Salle Favart, 30 avril
La compositrice française Isabelle Aboulker (née en 1938) a écrit de nombreux opéras pour le jeune public, comme Douce et Barbe-Bleue et Olympe la Rebelle, mais elle tient à préciser qu’Archipel(s), fruit d’une commande de l’Opéra-Comique, est destiné à tous, quand bien même il s’agit d’un ouvrage chanté par des enfants. Il est vrai que les questions qu’il pose – la solitude, le libre arbitre, l’individu face à la collectivité – sont graves, sans qu’elles soient abordées, ici, sous l’angle de l’anecdote.

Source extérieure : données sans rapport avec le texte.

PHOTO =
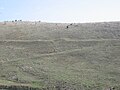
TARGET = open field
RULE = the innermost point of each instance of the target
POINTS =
(49, 56)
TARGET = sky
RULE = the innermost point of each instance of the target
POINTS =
(63, 11)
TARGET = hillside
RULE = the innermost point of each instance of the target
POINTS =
(60, 56)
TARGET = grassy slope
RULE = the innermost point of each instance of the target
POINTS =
(84, 56)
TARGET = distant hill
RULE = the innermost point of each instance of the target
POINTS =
(60, 56)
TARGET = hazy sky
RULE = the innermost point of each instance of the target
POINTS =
(60, 10)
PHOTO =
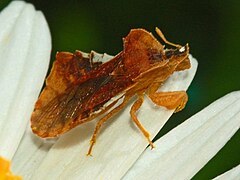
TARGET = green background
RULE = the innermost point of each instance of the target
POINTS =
(211, 28)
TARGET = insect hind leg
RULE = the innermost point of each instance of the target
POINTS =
(103, 120)
(137, 104)
(159, 32)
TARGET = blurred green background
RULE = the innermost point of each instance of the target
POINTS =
(211, 28)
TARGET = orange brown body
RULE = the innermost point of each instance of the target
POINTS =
(79, 89)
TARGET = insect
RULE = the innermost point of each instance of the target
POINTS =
(79, 89)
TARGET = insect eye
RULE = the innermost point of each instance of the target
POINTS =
(182, 49)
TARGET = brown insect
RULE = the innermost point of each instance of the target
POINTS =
(79, 89)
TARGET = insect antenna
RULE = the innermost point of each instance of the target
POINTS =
(159, 32)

Le livret, signé par l’écrivain Adrien Borne, a été conçu à partir d’une série d’échanges avec les membres de la Maîtrise Populaire de l’Opéra-Comique, enfants, adolescents et jeunes adultes, âgés de 8 à 25 ans. Échanges complétés par des ateliers, dirigés par le metteur en scène britannique James Bonas.

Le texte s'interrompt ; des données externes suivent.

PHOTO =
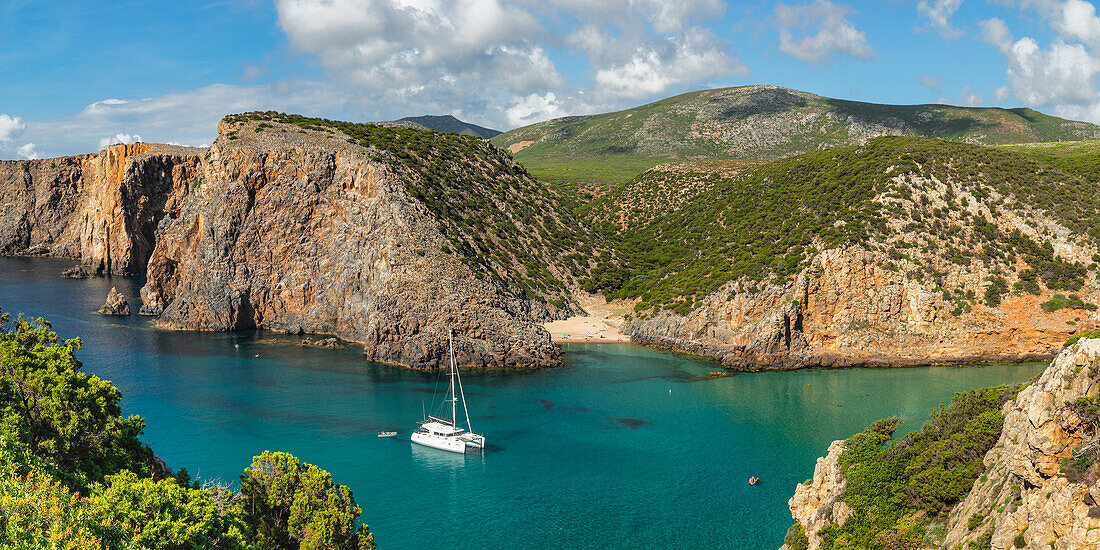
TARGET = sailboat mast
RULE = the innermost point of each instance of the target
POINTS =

C’est, peut-être, ce qui en explique la relative abstraction : Archipel(s) raconte la vie de la Colonie, tenue d’une main de fer par un gouvernement à trois têtes (Niña, Pinta et Santa Maria). Ceux qui ont 20 ans doivent la quitter pour ne plus revenir, munis de prénoms qui leur ont été arbitrairement attribués. Mais un enfant rebelle est pris de doute devant l’ordre imposé, d’autant qu’on refuse de lui dire ce que deviennent ceux qui partent.
L’Enfant est, alors, banni par le Puiseur – celui qui sonde les âmes – et se retrouve dans l’Île des parias, où il rencontre le bienveillant Mavrick, marginal entre les marginaux, mais aussi l’extravagant Tricoteur. L’Enfant finit par accéder au passage menant à l’Océan : libéré, il embarque seul sur un bateau et se retrouve au milieu de lucioles, qui l’exhortent à se trouver lui-même.

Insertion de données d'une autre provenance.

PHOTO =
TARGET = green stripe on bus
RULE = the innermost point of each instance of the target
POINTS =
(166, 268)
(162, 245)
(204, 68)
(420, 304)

Partant du matériau proposé par les Maîtrisiens et, bien sûr, de son propre savoir-faire, Adrien Borne a écrit un livret sans prêchi-prêcha. La petite île, située près de la colonie principale, montre qu’on est toujours le marginal de quelqu’un, et l’invitation au partage, à la toute fin, n’a lieu que lorsque l’Enfant a compris qu’il fallait, d’abord, se donner à ses rêves.
Le texte ménage des moments de lyrisme, qu’on peut considérer comme des airs ou, plus modestement, comme des chansons. Isabelle Aboulker utilise, tantôt le chant, tantôt le mélodrame, tout en laissant la place, régulièrement, au dialogue parlé – nous sommes bien à l’Opéra-Comique !
La musique, consonante, évoque aussi bien le meilleur Satie que Poulenc – avec, au tout début, un souvenir, peut-être involontaire, de la comptine Nous n’irons plus au bois –, et fait un usage espiègle des vents et des percussions. Il y a là un univers sonore familier, discrètement mélancolique, avec quelques moments très réussis, notamment au deuxième acte – les chansons du Tricoteur et de Mavrick –, et un délicieux chœur des lucioles, avant la dernière intervention de l’Enfant.
Les membres de la Maîtrise Populaire, sous la direction artistique de Sarah Koné, ont beaucoup travaillé, aussi bien la projection que la diction, et tant la chorégraphie que le jeu scénique. On remarque, en particulier, le brio de Rachel Masclet, Malvina Missio et Airelle Groleau, dans leur numéro très rodé de gouvernement tricéphale, l’aisance de Tiago Lucet-Rémy, le joli timbre de Colin Renoir-Buisson, le charme de Marthe Léon, cependant qu’Iyad Mensou a le zeste de timidité qui sied aux vrais insurgés.
Le spectacle de James Bonas et son équipe articule habilement les groupes et les individualités, dans des costumes blancs (et noirs pour les trois membres du gouvernement de la Colonie), puis, tout à coup, très colorés. Le décor est fait, essentiellement, de panneaux réversibles, les costumes et quelques marionnettes de chiffons suffisant à accompagner l’évolution des Maîtrisiens sur le plateau.
Dans la fosse, le chef français Mathieu Romano dirige, avec brio, l’ensemble Les Frivolités Parisiennes, menant à bon port cette partition simple, brève, contrastée, dans laquelle les membres de la Maîtrise Populaire de l’Opéra-Comique semblent avoir trouvé leur bonheur.